The study linked above focused on the effect of young blood on brain tissue and neurogenesis. It is likely that humoural factors more prominent in the blood of younger animals are capable of transforming the gene expression of most tissues of older animals -- not just the brain. At the same time, destructive factors -- pro-inflammatory cytokines for example -- that are more prevalent in the blood of older animals, are less likely to be present at high levels in younger animals' blood.

Dr Villeda hopes the results might one day translate to humans.
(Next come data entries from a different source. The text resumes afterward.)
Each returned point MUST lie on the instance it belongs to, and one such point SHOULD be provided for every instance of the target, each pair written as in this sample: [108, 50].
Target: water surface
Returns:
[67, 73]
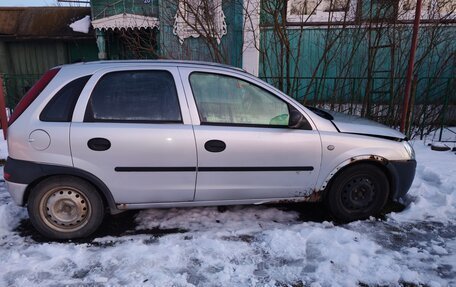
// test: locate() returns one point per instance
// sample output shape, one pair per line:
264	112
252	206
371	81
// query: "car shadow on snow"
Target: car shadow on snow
124	224
118	225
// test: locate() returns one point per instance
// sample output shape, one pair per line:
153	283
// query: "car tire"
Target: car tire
65	207
358	192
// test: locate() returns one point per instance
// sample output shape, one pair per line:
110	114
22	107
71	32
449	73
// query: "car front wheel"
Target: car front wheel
65	208
358	192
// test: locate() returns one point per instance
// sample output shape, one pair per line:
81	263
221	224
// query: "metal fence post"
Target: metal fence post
3	116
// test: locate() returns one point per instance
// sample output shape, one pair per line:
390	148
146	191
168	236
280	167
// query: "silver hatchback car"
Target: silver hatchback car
109	136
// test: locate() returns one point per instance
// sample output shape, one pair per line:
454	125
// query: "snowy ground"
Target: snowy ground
250	246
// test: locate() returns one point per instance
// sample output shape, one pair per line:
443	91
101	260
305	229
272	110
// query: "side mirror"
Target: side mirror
297	120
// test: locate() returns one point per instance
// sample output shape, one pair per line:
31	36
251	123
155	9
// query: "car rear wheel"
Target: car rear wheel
358	192
65	208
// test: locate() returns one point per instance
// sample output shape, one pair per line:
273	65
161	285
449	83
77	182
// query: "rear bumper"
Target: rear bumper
17	191
403	173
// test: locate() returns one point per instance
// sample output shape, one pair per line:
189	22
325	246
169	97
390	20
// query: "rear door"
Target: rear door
245	148
132	130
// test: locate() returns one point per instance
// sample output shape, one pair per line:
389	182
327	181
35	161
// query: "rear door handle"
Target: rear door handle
99	144
215	146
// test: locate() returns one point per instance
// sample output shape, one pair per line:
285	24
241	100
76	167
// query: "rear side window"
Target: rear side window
134	96
60	108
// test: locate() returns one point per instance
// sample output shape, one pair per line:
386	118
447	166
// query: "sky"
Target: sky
14	3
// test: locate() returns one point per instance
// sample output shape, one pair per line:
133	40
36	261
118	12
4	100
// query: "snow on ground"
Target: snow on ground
250	245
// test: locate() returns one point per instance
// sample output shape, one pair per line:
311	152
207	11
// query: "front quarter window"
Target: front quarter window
227	100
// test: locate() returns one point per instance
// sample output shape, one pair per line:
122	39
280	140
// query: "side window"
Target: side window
60	107
134	96
227	100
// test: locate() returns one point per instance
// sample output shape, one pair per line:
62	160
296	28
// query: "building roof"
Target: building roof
42	22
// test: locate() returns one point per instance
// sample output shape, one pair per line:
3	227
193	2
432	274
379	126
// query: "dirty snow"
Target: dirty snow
250	245
81	25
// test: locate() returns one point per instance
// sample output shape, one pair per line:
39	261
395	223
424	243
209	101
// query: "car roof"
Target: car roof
180	63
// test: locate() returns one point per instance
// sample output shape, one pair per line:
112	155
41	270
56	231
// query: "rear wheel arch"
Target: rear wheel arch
65	207
100	187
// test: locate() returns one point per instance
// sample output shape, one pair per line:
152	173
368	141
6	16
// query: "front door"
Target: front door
245	148
132	134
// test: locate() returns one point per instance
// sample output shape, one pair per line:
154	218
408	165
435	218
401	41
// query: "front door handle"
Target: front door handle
215	146
99	144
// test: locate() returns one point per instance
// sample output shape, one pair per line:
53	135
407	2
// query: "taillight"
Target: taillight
32	94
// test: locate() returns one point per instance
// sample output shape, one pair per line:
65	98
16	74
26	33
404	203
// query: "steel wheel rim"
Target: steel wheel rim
358	193
65	209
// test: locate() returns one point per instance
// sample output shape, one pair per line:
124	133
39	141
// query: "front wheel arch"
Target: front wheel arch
383	182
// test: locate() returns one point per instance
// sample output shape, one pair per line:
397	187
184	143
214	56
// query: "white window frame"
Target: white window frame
322	12
189	22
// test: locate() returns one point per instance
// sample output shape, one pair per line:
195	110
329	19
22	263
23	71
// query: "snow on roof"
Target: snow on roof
81	25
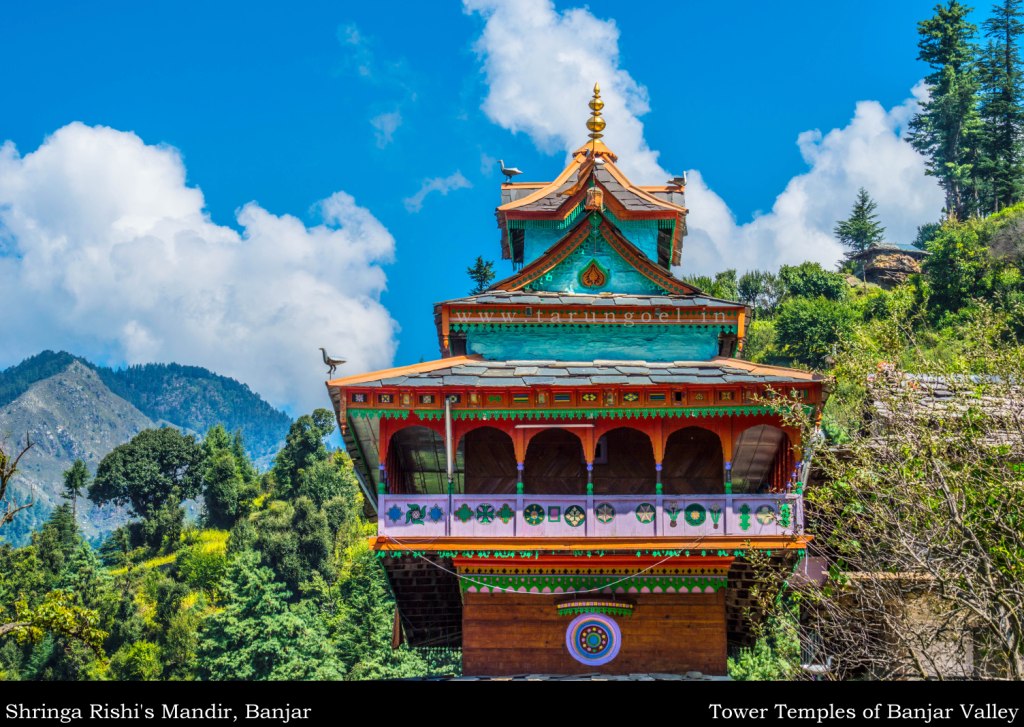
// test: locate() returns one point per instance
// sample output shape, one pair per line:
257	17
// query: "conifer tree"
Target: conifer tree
1000	108
947	128
861	229
76	482
481	272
He told the Guardian newspaper online there was no reason not to think that, at some point in the future, people in their 40s or 50s could take therapies based on the rejuvenating chemical factors in younger people's blood, as a preventative against the degenerative effects of ageing. _Australian

This research should stimulate dozens of new studies, seeking out the good factors in young blood and the bad factors in old blood. Once these entities are identified, the quest to understand each factor -- good and bad -- will trigger dozens of new studies in its own right. In other words, Stanford's research on young blood into old animals is likely to trigger hundreds of new research studies -- a veritable boon for research into dozens of human maladies, including ageing.

More: Another approach to rejuvenating old cells (h/t Brian Wang)

Things are likely to become more interesting, as long as the scientific free for all of conflicting ideas is allowed to proceed unchecked by ideology and politics.